The drug targets key neurological pathways in OSA that activate upper airway dilator muscles to keep the airway open during sleep. AD109 is designed to treat airway obstruction at night and improve daytime consequences of OSA, such as fatigue. It has the potential to treat patients across a broad spectrum of disease severity.

The FDA has granted AD109 Fast Track designation.

The additional money was secured in an oversubscribed financing round that extends Apnimed’s Series C financing, bringing total funding to $142.75 million.
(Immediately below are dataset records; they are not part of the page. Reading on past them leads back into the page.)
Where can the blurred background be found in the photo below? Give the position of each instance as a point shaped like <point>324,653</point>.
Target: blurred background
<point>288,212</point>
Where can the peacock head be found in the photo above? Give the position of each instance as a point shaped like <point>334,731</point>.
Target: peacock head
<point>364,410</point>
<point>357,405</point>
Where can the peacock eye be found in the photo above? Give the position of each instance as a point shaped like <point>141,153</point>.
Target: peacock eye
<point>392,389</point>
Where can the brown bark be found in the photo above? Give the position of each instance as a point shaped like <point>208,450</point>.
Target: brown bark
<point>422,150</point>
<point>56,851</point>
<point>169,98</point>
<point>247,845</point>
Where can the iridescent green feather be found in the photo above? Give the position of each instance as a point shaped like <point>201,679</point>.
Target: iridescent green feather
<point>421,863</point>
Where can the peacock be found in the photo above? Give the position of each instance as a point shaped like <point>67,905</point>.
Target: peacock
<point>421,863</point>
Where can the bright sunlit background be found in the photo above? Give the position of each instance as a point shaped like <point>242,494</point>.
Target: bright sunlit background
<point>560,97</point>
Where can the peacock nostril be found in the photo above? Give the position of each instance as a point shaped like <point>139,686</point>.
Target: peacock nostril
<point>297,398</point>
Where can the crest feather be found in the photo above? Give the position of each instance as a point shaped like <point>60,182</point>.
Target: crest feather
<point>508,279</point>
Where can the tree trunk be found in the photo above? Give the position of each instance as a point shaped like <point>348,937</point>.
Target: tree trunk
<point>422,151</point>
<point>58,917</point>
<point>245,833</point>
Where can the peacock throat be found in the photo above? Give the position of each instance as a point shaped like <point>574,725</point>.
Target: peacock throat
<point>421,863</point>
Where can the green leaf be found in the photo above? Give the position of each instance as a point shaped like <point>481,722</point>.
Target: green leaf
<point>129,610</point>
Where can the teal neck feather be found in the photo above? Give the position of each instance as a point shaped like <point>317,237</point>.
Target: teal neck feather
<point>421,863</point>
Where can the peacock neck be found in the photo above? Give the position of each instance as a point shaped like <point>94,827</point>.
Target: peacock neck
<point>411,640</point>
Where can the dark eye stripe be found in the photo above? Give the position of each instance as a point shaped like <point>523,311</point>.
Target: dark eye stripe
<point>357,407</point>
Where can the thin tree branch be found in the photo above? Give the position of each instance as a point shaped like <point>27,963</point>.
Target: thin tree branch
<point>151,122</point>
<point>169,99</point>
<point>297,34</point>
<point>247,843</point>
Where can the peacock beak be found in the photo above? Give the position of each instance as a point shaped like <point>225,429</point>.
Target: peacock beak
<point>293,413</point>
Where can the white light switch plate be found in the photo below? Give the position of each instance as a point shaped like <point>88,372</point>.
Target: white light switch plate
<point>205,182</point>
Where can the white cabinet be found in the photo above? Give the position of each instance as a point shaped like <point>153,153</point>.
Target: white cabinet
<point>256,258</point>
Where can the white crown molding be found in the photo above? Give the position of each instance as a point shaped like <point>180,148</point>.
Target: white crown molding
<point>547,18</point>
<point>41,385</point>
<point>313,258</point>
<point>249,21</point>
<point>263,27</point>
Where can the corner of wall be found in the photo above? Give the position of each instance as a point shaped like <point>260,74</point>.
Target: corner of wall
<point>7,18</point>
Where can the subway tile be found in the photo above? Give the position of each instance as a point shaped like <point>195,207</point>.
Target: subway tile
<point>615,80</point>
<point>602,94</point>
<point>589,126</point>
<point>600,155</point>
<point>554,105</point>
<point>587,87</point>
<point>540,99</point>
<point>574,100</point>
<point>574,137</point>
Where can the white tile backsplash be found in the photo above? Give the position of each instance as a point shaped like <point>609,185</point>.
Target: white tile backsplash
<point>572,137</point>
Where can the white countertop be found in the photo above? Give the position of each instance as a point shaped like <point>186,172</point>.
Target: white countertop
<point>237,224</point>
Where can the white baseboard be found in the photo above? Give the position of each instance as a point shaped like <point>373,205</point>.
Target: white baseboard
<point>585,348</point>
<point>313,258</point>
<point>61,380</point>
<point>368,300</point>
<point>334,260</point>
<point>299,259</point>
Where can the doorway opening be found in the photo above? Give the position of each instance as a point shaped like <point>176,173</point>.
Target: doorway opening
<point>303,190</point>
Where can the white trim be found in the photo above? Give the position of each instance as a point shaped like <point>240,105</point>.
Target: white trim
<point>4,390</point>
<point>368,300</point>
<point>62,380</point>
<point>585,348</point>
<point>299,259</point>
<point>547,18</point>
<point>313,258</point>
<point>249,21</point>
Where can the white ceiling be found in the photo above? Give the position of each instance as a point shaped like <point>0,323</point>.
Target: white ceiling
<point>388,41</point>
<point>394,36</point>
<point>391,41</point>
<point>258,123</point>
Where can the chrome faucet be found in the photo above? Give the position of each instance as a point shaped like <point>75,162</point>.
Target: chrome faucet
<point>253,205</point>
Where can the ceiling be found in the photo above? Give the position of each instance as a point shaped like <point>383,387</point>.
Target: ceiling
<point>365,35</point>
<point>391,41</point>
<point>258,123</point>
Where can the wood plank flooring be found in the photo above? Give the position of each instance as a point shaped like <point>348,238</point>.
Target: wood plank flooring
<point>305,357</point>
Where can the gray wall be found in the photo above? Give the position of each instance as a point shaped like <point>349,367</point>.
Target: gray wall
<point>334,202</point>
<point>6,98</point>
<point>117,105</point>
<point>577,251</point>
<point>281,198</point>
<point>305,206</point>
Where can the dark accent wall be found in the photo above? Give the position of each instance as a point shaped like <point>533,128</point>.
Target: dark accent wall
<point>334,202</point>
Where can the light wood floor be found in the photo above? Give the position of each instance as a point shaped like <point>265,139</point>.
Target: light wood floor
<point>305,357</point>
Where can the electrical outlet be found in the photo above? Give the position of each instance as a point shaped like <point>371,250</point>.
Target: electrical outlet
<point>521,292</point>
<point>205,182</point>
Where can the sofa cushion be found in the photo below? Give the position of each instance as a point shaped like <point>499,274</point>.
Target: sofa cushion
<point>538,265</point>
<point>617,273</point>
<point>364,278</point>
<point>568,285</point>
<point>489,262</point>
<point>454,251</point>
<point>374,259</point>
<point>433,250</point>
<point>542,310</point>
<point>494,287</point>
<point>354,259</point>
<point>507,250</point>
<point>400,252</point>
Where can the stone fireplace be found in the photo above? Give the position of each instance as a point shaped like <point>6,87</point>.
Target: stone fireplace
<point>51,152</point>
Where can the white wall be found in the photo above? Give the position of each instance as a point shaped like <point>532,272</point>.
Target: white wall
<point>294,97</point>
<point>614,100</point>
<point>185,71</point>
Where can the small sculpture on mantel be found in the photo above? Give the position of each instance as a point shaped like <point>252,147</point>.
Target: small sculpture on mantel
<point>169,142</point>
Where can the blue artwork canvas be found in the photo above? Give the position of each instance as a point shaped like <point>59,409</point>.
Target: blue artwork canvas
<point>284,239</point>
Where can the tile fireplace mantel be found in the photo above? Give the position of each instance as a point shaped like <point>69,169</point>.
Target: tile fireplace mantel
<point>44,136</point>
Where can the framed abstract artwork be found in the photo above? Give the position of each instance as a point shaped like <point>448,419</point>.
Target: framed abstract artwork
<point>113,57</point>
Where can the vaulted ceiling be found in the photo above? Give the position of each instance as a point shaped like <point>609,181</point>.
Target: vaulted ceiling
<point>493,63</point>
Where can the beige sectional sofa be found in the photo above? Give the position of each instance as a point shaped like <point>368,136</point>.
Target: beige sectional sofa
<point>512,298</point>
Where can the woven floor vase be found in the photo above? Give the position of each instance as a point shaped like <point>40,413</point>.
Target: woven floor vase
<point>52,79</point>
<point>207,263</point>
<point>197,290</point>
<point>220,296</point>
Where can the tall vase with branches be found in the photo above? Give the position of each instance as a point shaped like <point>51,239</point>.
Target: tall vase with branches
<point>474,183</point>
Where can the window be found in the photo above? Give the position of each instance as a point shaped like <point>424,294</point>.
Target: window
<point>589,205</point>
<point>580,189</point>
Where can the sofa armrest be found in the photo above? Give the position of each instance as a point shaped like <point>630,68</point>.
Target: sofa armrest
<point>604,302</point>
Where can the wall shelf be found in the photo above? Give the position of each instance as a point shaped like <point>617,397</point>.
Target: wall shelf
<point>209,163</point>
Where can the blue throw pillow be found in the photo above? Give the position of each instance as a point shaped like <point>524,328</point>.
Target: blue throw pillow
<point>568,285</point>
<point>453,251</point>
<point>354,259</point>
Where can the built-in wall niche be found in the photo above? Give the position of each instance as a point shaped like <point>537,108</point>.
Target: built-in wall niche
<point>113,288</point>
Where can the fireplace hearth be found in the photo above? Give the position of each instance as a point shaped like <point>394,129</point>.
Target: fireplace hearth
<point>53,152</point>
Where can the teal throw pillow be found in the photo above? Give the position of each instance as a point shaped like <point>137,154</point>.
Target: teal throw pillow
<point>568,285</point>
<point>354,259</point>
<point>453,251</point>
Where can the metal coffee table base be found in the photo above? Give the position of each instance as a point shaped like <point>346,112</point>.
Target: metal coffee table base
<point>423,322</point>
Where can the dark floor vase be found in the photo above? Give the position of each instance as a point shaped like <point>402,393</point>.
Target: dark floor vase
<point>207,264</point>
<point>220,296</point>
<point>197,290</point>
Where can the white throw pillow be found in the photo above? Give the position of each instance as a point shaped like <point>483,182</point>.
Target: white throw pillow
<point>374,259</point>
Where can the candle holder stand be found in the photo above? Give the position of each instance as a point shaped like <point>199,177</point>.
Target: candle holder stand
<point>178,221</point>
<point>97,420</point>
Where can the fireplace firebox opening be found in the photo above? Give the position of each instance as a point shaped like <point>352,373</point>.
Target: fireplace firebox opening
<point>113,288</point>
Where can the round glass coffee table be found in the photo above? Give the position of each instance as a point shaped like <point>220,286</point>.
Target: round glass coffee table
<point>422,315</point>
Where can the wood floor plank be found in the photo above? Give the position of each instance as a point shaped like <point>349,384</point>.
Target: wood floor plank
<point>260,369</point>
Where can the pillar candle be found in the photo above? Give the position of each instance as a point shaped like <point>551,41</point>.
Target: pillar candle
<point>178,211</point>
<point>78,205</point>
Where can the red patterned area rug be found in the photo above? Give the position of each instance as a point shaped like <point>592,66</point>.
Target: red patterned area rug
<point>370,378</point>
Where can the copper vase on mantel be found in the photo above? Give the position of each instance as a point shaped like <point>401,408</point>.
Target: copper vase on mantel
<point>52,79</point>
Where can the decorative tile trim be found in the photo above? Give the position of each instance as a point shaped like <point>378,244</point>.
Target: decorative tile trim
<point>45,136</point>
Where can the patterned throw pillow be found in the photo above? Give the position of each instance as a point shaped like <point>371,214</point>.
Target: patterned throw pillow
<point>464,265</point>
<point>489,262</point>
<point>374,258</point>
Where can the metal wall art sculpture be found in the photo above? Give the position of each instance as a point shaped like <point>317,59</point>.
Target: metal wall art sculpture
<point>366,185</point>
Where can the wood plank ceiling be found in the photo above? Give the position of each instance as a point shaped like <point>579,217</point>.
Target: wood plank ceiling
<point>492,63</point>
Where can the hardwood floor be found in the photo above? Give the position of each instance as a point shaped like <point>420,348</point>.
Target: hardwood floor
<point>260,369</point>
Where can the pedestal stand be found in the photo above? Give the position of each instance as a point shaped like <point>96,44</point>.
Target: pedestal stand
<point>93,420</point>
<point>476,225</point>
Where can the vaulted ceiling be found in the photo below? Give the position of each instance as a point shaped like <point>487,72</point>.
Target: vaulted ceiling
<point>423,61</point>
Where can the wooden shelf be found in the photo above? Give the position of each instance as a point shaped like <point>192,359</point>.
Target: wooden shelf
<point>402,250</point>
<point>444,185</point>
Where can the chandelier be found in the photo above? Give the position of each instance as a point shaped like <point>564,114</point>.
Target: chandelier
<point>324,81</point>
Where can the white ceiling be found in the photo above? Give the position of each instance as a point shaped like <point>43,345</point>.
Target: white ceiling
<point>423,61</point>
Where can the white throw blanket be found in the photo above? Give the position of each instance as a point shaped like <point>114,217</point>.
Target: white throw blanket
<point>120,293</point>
Financing was led by existing investor Alpha Wave Ventures and included existing investors Sectoral Asset Management, Columbia-Seligman Investments, and Tao Capital Partners.

“The results of the phase 2 MARIPOSA study were highly promising and informed the design of the two phase 3 trials to identify those patients who could benefit from a new oral treatment,” says Chris Dimitropoulos, managing director of Alpha Wave Ventures, in a release. “We’re excited to lead this financing, which will allow Apnimed to conduct its registration phase 3 trials for this important alternative for the large number of patients with OSA who are unable to tolerate current therapies.”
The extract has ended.